Drinking can be bad for your sexual health in many different ways. People who use alcohol on a regular basis, particularly in social situations, may be less discriminating about whom they choose to have sex with. Alcohol lowers inhibitions. It may also make it more difficult to convince a sexual partner to use a condom or to use one condom correctly.
Illicit drug use can make decision making difficult. People who have sex under the influence are more likely to engage in risky sexual behaviors, such as having sex without a condom or other form of protection. Drugs may also make it easier for someone to pressure you into engaging in sexual behaviors. Furthermore, injection drug use, in particular, is associated with increased risk of blood borne diseases such as HIV and hepatitis.
People who trade sex for money or drugs may not be sufficiently empowered to negotiate for safe sex. And partners acquired in this manner are far more likely to be infected than people in the general population.
It is important to note that some sex workers, particularly those who have made an informed choice to enter their professions, are highly conscientious about safe sex and prevention. Risk varies according to individual behaviors, just as it does for people who don’t engage in commercial sex.

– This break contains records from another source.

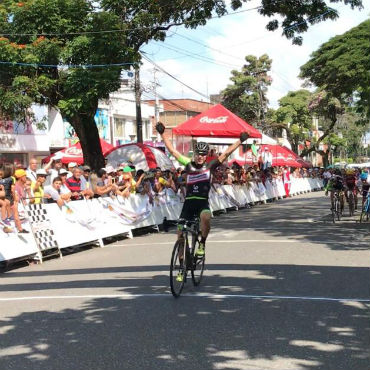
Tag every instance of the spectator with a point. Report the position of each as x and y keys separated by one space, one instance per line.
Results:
x=56 y=165
x=255 y=149
x=71 y=166
x=159 y=182
x=18 y=195
x=266 y=158
x=30 y=198
x=127 y=185
x=74 y=185
x=31 y=170
x=102 y=184
x=64 y=189
x=38 y=186
x=54 y=193
x=6 y=212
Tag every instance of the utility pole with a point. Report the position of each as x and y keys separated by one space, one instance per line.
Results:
x=156 y=106
x=139 y=121
x=156 y=100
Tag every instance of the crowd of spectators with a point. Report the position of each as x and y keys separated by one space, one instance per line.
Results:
x=58 y=183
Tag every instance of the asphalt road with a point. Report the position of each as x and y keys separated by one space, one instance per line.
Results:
x=284 y=288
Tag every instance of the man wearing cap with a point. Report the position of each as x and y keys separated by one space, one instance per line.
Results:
x=54 y=193
x=38 y=186
x=19 y=195
x=32 y=168
x=53 y=172
x=74 y=185
x=64 y=190
x=266 y=158
x=71 y=166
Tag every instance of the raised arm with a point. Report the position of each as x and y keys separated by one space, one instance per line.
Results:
x=160 y=128
x=232 y=147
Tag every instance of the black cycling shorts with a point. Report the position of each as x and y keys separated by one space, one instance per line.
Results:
x=192 y=208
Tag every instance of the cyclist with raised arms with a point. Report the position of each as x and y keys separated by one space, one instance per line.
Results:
x=198 y=182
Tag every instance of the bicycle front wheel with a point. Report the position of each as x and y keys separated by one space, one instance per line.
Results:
x=351 y=204
x=197 y=266
x=178 y=268
x=338 y=209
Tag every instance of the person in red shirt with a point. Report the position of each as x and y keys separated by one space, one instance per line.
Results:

Some people only date one person at a time but still date a large number of people each year. This is referred to as serial monogamy. The danger for people who practice serial monogamy is that each time they are involved in an “exclusive” sexual relationship, they are likely to be tempted to stop using safer sex precautions. But monogamy is only an effective way to prevent infections in long term relationships where both of you have been tested. Since some tests aren’t reliable until you’ve been infected for some time, many serially monogamous relationships don’t last long enough for that to even be a viable option.
Having one infection frequently makes you more susceptible to multiple infections. Skin that is irritated, inflamed, or blistered is easier for another pathogen to infect. Having an infection is also an indirect reflection of your risk of new infections. Since you were exposed once already, it suggests that other factors in your lifestyle may be putting you at risk.
For many people, the biggest worry about having sex isn’t contracting an STD including HIV, its pregnancy. Many heterosexual couples choose birth control pills as their primary form of contraception. However, once protected from pregnancy, some people are reluctant to use condoms as part of their sexual routine. This can be because they are afraid of implying their partner has a disease. Or they may just not like using condoms. Dual protection – using both birth control pills and condoms – is the best option.